Conversely, crypto industry organizations have countered these concerns.

Coinbase Chief Legal Officer Paul Grewal dismissed the banking lobby’s initiatives, labeling it an “unrestrained effort to avoid competition.”

This was no loophole and you know it. 376 Democrats and Republicans in the House and Senate rejected your unrestrained effort to avoid competition. So did one President.
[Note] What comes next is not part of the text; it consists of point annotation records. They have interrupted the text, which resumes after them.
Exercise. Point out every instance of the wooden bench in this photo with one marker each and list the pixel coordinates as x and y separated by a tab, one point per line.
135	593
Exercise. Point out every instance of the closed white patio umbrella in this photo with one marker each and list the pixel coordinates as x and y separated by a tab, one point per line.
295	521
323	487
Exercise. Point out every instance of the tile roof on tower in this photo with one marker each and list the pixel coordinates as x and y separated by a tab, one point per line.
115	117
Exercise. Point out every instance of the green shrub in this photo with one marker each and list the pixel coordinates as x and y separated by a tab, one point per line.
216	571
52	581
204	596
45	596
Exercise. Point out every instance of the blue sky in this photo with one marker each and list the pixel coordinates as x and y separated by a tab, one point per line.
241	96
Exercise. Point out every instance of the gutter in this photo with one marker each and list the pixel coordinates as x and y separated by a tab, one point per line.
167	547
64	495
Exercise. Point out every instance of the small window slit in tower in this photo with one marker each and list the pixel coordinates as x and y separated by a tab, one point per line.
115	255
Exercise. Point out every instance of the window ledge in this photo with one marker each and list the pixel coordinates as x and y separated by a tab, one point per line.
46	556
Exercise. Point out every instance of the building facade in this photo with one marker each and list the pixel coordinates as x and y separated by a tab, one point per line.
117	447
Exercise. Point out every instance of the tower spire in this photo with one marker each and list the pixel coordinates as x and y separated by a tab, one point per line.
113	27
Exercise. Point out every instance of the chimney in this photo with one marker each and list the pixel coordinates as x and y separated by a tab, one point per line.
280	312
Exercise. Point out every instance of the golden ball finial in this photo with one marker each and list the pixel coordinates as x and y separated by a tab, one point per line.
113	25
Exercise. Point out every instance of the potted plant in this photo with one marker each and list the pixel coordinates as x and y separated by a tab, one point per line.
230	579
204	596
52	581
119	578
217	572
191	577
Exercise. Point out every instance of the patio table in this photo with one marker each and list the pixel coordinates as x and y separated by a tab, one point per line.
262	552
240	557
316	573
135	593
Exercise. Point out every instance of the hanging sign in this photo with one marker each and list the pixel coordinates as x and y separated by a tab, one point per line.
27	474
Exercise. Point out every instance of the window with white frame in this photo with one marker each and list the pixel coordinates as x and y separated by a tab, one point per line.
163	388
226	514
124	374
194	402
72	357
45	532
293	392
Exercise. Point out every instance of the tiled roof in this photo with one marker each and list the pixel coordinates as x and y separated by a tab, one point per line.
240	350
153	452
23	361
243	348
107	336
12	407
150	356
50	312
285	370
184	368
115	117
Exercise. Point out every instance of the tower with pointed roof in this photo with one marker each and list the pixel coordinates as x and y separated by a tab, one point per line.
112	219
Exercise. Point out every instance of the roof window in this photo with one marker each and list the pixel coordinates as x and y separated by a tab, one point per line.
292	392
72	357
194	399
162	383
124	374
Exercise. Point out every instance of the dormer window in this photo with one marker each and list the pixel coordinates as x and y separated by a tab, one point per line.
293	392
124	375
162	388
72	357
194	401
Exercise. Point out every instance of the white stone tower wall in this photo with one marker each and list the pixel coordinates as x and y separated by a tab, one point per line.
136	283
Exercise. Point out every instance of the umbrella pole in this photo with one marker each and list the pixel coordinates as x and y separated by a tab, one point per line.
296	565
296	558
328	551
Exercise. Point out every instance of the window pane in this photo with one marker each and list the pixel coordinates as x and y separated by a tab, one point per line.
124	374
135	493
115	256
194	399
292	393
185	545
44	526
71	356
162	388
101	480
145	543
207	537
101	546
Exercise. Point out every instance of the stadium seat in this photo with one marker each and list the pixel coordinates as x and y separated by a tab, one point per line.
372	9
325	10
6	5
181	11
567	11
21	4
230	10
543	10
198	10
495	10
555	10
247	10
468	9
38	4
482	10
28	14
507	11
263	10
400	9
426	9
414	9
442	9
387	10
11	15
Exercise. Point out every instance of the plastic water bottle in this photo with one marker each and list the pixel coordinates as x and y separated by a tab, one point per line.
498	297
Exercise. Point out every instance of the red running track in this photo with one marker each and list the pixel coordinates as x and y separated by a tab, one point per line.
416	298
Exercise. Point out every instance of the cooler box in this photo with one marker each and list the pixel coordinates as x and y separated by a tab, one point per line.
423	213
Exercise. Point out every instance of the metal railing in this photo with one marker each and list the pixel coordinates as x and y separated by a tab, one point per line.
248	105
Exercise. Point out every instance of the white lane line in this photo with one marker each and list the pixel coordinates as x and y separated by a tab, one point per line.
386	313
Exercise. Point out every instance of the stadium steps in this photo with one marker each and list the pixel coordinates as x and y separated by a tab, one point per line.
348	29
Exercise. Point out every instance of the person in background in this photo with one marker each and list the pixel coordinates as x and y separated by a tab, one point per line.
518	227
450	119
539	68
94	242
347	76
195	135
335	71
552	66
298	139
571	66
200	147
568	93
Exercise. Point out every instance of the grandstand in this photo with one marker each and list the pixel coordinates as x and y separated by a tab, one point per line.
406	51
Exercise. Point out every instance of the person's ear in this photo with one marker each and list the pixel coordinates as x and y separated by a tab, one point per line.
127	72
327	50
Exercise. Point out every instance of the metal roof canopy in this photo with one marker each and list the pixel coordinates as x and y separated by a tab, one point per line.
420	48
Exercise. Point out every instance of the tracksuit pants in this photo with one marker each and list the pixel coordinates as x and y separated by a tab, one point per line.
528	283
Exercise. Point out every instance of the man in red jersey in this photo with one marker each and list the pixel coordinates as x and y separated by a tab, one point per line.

It’s time to move on. https://t.co/CGCGxDqKNa

— paulgrewal. (@iampaulgrewal) August 13, 2025

Simultaneously, the Crypto Council for Innovation contended that limiting stablecoin yields would “tilt the playing field in favor of legacy institutions” and restrict consumer options.

Just last month, research from Coinbase indicated no significant correlation between stablecoin adoption and deposit flight for community banks over the past five years.

The apparent inconsistency between Ghose’s warnings and Citi’s investment may stem from a simultaneous apprehension and acceptance of stablecoin technology.

Fraser highlighted during the bank’s July earnings call that “digital assets represent the next phase in the broader digitization of payments, financing, and liquidity” and that the bank’s focus continues to be on fulfilling client requirements.

Wall Street Accelerates Digital Asset Integration

JPMorgan Chase also introduced its own stablecoin-like token named JPMD this year, following its earlier allowance for clients to purchase bitcoin.

Bank of New York Mellon is currently testing tokenized deposits, while HSBC has also rolled out a tokenized deposit service, as traditional financial institutions strive to incorporate blockchain technology.

In the past 30 days alone, stablecoins have facilitated over $5 trillion in transactions, according to Visa, while the total market capitalization of stablecoins has surpassed $300 billion according to DefiLlama data.

Citi Supports Stablecoin Company BVNK After Earlier Resistance to Cryptocurrency Payment Systems0Source: VisaOnchainAnalytics

The assets have transformed from instruments for swiftly trading in and out of cryptocurrencies like Bitcoin to potential infrastructure for cross-border transactions due to their speed, low cost, and 24/7 settlement capabilities.

Treasury Secretary Scott Bessent recently voiced support for stablecoin adoption, asserting that “stablecoins will broaden dollar access for billions worldwide and lead to increased demand for U.S. Treasuries” as backing assets.

Implementing the GENIUS Act is essential to securing American leadership in digital assets.
Stablecoins will expand dollar access for billions across the globe and lead to a surge in demand for U.S. Treasuries, which back stablecoins.
It’s a win-win-win for everyone involved:… https://t.co/p5nRQpBfnw

— Treasury Secretary Scott Bessent (@SecScottBessent) August 18, 2025

Regarding this latest investment, Harmse stated that BVNK has “dipped in and out of profitability” as the company focused on growth, but is on track to achieve profitability next year.

He remarked that “U.S. banks of Citi’s scale, due to the GENIUS Act, are leveraging their influence to invest in leading businesses in the sector to ensure they remain at the forefront of this technological transformation in payments.”